Le Premier en date, opéra-comique en un acte et en prose, de Marc-Antoine Désaugiers et Hyacinthe Pessey, musique de Catel, 3 novembre 1814.

Théâtre de l’Opéra-Comique, rue Feydeau.

Titre

Premier en date (le)

Genre

opéra-comique

Nombre d'actes :

1

Vers / prose ?

prose, avec des couplets en evrs

Musique :

oui

Date de création :

3 novembre 1814

Théâtre :

Théâtre de l’Opéra-Comique, rue Feydeau

Auteur(s) des paroles :

Marc-Antoine Désaugiers et Pessey

Compositeur(s) :

M. Catel

Mercure de France, tome soixante-unième,n° DCLXIV (octobre 1814), p. 81 :

[On retient : la modification de la fin après la première, pour répondre aux attentes du public ; la description des mœurs du temps dans les théâtres (le rôle des « amis du parterre » dans la décision de nommer ou non les auteurs).]

Thédtre Feydeau. Première représentation du Premier en date, opéra-comique en un acte et en prose, paroles de M. Désaugiers, musique de M. Catel.

Madame de Millière, jeune et jolie veuve, qui doit le gain d'un procès important au zèle et à l'amitié active du baron de Corval, lui accorde, par reconnaissance, la main de sa nièce Aglaé de Gennevilliers; mais la jeune personne a encore présent à sa mémoire le colonel Florvel, qu'elle a vu au bal une fois, il y a quelque mois. Ce Florvel, neveu du baron, s'est plu, jusqu'à présent, à lui ravir toutes ses conquêtes; il lui enlève encore celle-ci. Arrivé dans l'hôtel garni où logent madame de Millière et sa nièce, dont il a conservé pareillement un tendre souvenir, il obtient sa main comme premier en date. A la première représentation, le baron épousait aussi madame de Millière; mais le public n'a pas ratifié ce double mariage.

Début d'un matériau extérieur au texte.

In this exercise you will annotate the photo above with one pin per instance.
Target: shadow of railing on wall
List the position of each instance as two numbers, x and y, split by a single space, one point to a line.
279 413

Cette pièce a été applaudie en quelques endroits, et sifflée dans d'autres. Huet est venu à la fin nommer les auteurs, à la demande de quelque amis du parterre. On sent combien est invraisemblable cet amour de Florvel et d'Aglaé, qui, chacun de leur côté, ont éprouvé le même sentiment pour une personne qu'ils n'ont vue qu'une fois ; leur constance est d'ailleurs en contradiction avec la légèreté de leur caractère. Le nom de l'auteur des paroles, connu assez généralement avant la représentation, promettait beaucoup d'esprit et de saillies ; mais les espérances ont été trompées. Il s'en est montré fort avare, et, ce qu'il y a de plus fâcheux dans un opéra, son poëme n'était nullement favorable au développement du génie de l'auteur de la musique. C'est ainsi qu'on peut expliquer l'insipidité de celle-ci, dans laquelle, à l'exception de l'ouverture, dont l'effet est assez agréable, et d'un joli air chanté par madame Boulanger, on ne trouve absolument rien qui soit digne d'être cité.

Magasin encyclopédique, ou journal des sciences, des lettres et des arts, 19e année, 1814, tome VI, p. 153-154 :

[L’auteur de ce compte rendu ne voit rien à sauver dans cette pièce : ni le sujet, résumé d'emblée, ni les paroles, ni la musique. « aucun détail » pour racheter la pauvreté du sujet, et une musique « aussi monotone que le poème ». Un seul morceau digne de mémoire...]

THÉATRE DE L'OPÉRA COMIQUE.

Le premier en date, opéra-comique en un acte, joué le 3 Novembre.

Le Baron de Corval a vingt fois voulu se marier. Par une fatalité assez singulière, son neveu, le Colonel Florbel a su plaire à toutes ses maîtresses. Cependant, il a fallu que l'oncle eût bien peu de confiance dans son neveu, ou une bien mauvais idée de la conduite de ses prétendues, puisqu'il suffit que le Colonel en ait vu une, pour qu'aussitôt le mariage ait été rompu.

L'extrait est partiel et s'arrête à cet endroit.